All the power in the world doesn't matter if your camera's the size of Roger Clemens' head. For some truly portable performance, check out the brand new Olympus E-420 ($500). The world's smallest and lightest digital SLR camera, the E-420 packs in a 10-megapixel sensor and a 2.7-inch LCD with Live View (goodbye, viewfinder). [via]
Not content to challenge the leading pocket shooters on their own terms, the Sigma DP1 ($1090) is more of a dSLR in a compact body. It uses the same full-sized, 14 megapixel Foveon X3 image sensor found in Sigma's SD14 dSLR, and for fans of prime lenses, its 16.6mm F4 lens is equivalent to a standard 28mm offering, providing low distortion, high contrast images.
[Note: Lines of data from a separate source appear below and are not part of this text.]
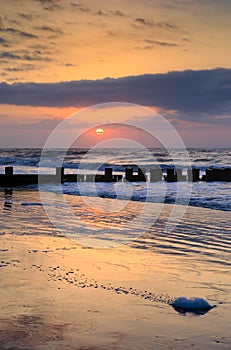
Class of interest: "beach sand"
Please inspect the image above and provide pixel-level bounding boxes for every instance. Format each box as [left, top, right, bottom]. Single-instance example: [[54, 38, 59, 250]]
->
[[0, 191, 231, 350]]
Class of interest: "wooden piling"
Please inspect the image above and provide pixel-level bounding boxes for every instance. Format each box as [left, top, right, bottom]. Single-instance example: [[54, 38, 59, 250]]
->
[[165, 168, 177, 182], [56, 167, 64, 183], [5, 166, 14, 187], [125, 168, 133, 182], [187, 169, 200, 182], [150, 168, 163, 182]]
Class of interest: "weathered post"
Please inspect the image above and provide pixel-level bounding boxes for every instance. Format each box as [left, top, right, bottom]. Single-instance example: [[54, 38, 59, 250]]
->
[[56, 167, 64, 183], [176, 168, 183, 181], [166, 168, 177, 182], [5, 166, 14, 187], [104, 168, 112, 182], [187, 169, 200, 182], [137, 168, 147, 182], [150, 168, 163, 182], [125, 168, 134, 182]]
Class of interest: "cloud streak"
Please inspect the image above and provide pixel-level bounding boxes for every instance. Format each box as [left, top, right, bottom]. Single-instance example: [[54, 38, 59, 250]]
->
[[0, 68, 231, 123]]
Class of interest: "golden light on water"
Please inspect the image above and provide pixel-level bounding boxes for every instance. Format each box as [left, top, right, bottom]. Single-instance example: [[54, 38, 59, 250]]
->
[[95, 128, 104, 135]]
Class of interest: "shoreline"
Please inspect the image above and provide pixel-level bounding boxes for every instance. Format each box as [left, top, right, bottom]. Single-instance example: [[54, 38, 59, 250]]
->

Support for RAW, the "TRUE" image processing engine, manual focus, and more make this the ideal pocket cam for old-school photography enthusiasts. [Thanks, Patrick]
If you can get past the "more pixels, the worse the images" theory, the new Sony Cyber-Shot DSC-W300 ($350; May 2008) looks to be an excellent compact shooter. The camera features a 13.6-megapixel CCD imager, Carl Zeiss Vario-Tessar 3x optical zoom lens, a 2.7- inch LCD screen, an eye-level viewfinder, HD output, and a scratch-resistant ultra-hard titanium coating. Shooting options include an "extra high-speed" burst mode that can shoot 3-megapixel photos at five frames per second, and "extra high sensitivity" mode (up to ISO 6400 in this mode only) to help with dimly lit photos.